Kiedy poczuł, że odzyskiwał grunt pod nogami, Aris skutecznie spłoszył go kolejną wiadomością.

— Jest jeszcze jedna kwestia, Wasza Wysokość.

— Jaka?

— Chodzi o Rilana. Widziałem go w towarzystwie wroga. Czarodzieja imieniem Cadis.

— Cadis? — szepnął jego imię i przypomniał sobie przeszywające, mordercze spojrzenie młodziutkich jasnych oczu, które się w niego wpatrywały. Selene uchylił usta, bo nie wierzył, że Rilan trafił akurat w ręce najpotężniejszego i najgroźniejszego z czarowników.

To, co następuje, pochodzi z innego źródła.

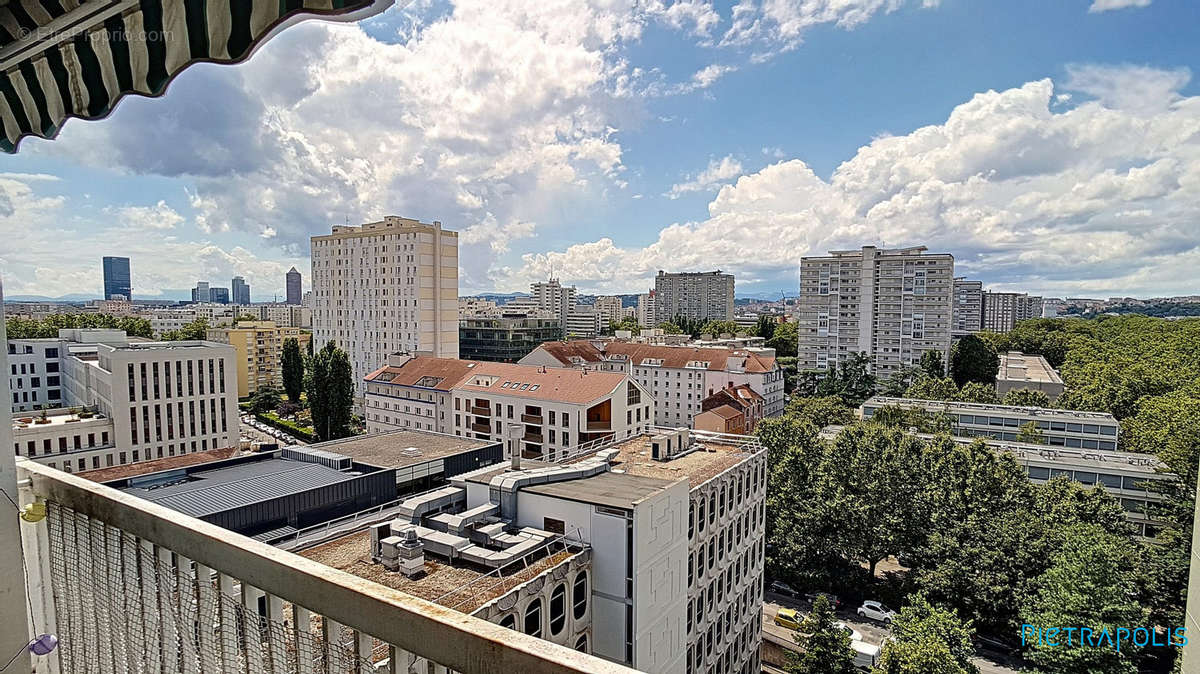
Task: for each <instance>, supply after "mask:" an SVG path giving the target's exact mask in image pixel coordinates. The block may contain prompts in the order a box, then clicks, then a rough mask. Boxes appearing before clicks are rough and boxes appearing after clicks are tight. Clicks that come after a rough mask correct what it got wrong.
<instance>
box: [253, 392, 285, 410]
mask: <svg viewBox="0 0 1200 674" xmlns="http://www.w3.org/2000/svg"><path fill="white" fill-rule="evenodd" d="M277 407H280V392H278V391H276V390H275V389H271V387H270V386H263V387H260V389H258V390H257V391H254V395H253V396H251V397H250V411H252V413H253V414H264V413H269V411H272V410H275V408H277Z"/></svg>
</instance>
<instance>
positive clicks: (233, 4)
mask: <svg viewBox="0 0 1200 674" xmlns="http://www.w3.org/2000/svg"><path fill="white" fill-rule="evenodd" d="M388 5H391V0H83V1H80V0H8V2H7V4H5V5H0V67H2V68H4V72H2V73H0V124H2V125H4V133H2V136H0V149H2V150H4V151H5V152H16V150H17V145H18V144H19V142H20V139H22V138H24V137H25V136H40V137H42V138H53V137H54V136H55V134H58V132H59V131H60V130H61V128H62V124H64V122H65V121H66V120H67V119H68V118H72V116H74V118H80V119H88V120H95V119H101V118H103V116H106V115H108V114H109V113H110V112H112V110H113V108H114V107H115V106H116V102H118V101H119V100H120V98H121V97H122V96H125V95H127V94H138V95H142V96H160V95H162V94H163V91H164V90H166V89H167V85H168V84H169V83H170V80H172V78H174V77H175V76H176V74H179V72H180V71H182V70H184V68H186V67H187V66H188V65H191V64H194V62H197V61H208V62H221V64H233V62H238V61H241V60H244V59H246V58H248V56H250V54H251V53H252V52H253V50H254V48H256V47H257V46H258V44H260V43H262V42H263V41H265V40H266V38H268V37H270V36H271V35H274V34H275V32H277V31H278V30H280V29H281V28H282V26H284V25H288V24H290V23H292V22H294V20H299V19H301V18H306V17H329V18H350V19H358V18H361V17H362V16H368V14H371V13H374V12H377V11H382V10H383V8H384V7H386V6H388ZM72 19H73V20H72Z"/></svg>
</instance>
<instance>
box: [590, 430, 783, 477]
mask: <svg viewBox="0 0 1200 674" xmlns="http://www.w3.org/2000/svg"><path fill="white" fill-rule="evenodd" d="M652 437H653V435H650V434H643V435H638V437H636V438H630V439H629V440H625V441H624V443H618V444H616V445H613V446H612V447H611V449H616V450H619V452H618V453H617V456H616V457H614V458H613V461H612V470H614V471H616V470H620V471H624V474H625V475H635V476H638V477H656V479H659V480H666V481H668V482H674V481H676V480H683V479H685V477H686V479H688V482H689V485H690V486H691V487H692V488H695V487H697V486H700V485H703V483H704V482H708V481H709V480H712V479H713V477H716V476H718V475H720V474H721V473H724V471H726V470H728V469H730V468H733V467H734V465H737V464H739V463H742V462H743V461H745V459H746V458H748V457H750V456H751V455H754V453H756V452H757V451H760V450H761V446H760V445H758V444H757V440H755V439H754V438H752V437H746V440H745V441H744V443H739V441H734V440H732V439H731V440H724V439H713V438H707V437H703V435H700V434H697V433H695V432H691V444H692V446H694V447H695V446H697V445H700V446H702V449H695V450H692V451H690V452H688V453H684V455H682V456H678V457H676V458H672V459H671V461H654V459H653V458H650V438H652Z"/></svg>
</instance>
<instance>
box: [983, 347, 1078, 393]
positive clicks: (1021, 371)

— Wyglądało na to, że razem współpracowali. Rilan miał na sobie pasującą do niego pelerynę i był przebrany za czarodzieja niższej rangi.

— On go wykorzysta, a następnie zabije... — Selene chwycił się za głowę i przypomniał sobie ośmiolatka na polu bitwy, który zabijał z zimną krwią jego lud. — Czemu on tam był? Czemu z nim?! — król wampirów opadł na tron. — Rilan miał być już daleko stąd... Chciał wyruszyć w świat...

— Wasza Wysokość — Aris stanął przed królem i oddał mu pokłon wraz z Messele. — Czekamy na rozkazy.